Steele Russell J, Wang Naisyin, Raftery Adrian E
McGill University.
Stat Methodol. 2010 May 1;7(3):351-364. doi: 10.1016/j.stamet.2010.01.003.
We consider two difficulties with standard multiple imputation methods for missing data based on Rubin's t method for confidence intervals: their often excessive width, and their instability. These problems are present most often when the number of copies is small, as is often the case when a data collection organization is making multiple completed datasets available for analysis. We suggest using mixtures of normals as an alternative to Rubin's t.
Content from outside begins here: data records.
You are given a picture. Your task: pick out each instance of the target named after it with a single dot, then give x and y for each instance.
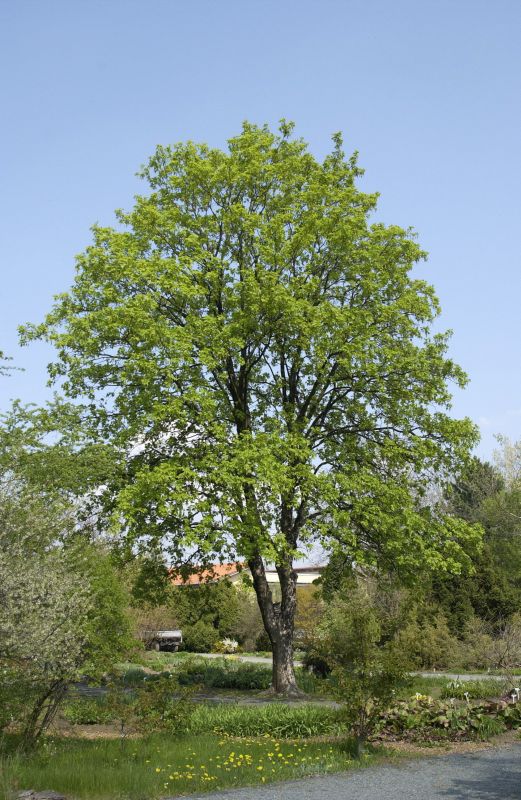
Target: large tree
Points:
(262, 355)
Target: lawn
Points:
(160, 765)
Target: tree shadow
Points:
(502, 781)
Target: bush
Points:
(473, 690)
(226, 676)
(88, 711)
(428, 644)
(276, 720)
(365, 674)
(425, 718)
(200, 638)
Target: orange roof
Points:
(215, 573)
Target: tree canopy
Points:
(262, 356)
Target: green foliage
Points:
(215, 605)
(268, 346)
(162, 705)
(490, 496)
(366, 673)
(428, 643)
(88, 711)
(473, 690)
(226, 675)
(276, 720)
(427, 719)
(200, 638)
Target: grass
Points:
(162, 765)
We also examine the performance of improper imputation methods as an alternative to generating copies from the true posterior distribution for the missing observations. We report the results of simulation studies and analyses of data on health-related quality of life in which the methods suggested here gave narrower confidence intervals and more stable inferences, especially with small numbers of copies or non-normal posterior distributions of parameter estimates. A free R software package called MImix that implements our methods is available from CRAN.
基于鲁宾t方法构建置信区间的标准多重填补方法处理缺失数据时,我们认为存在两个难点:区间宽度往往过大以及不稳定。当重复数据集数量较少时,这些问题最为常见,数据收集机构提供多个完整数据集以供分析时常常如此。我们建议使用正态混合模型替代鲁宾t方法。我们还研究了不恰当的填补方法,作为从缺失观测值的真实后验分布生成重复数据集的替代方法。我们报告了模拟研究的结果以及对健康相关生活质量数据的分析结果,其中这里提出的方法给出了更窄的置信区间和更稳定的推断,特别是在重复数据集数量较少或参数估计的后验分布非正态的情况下。可从CRAN获取一个名为MImix的免费R软件包,它实现了我们的方法。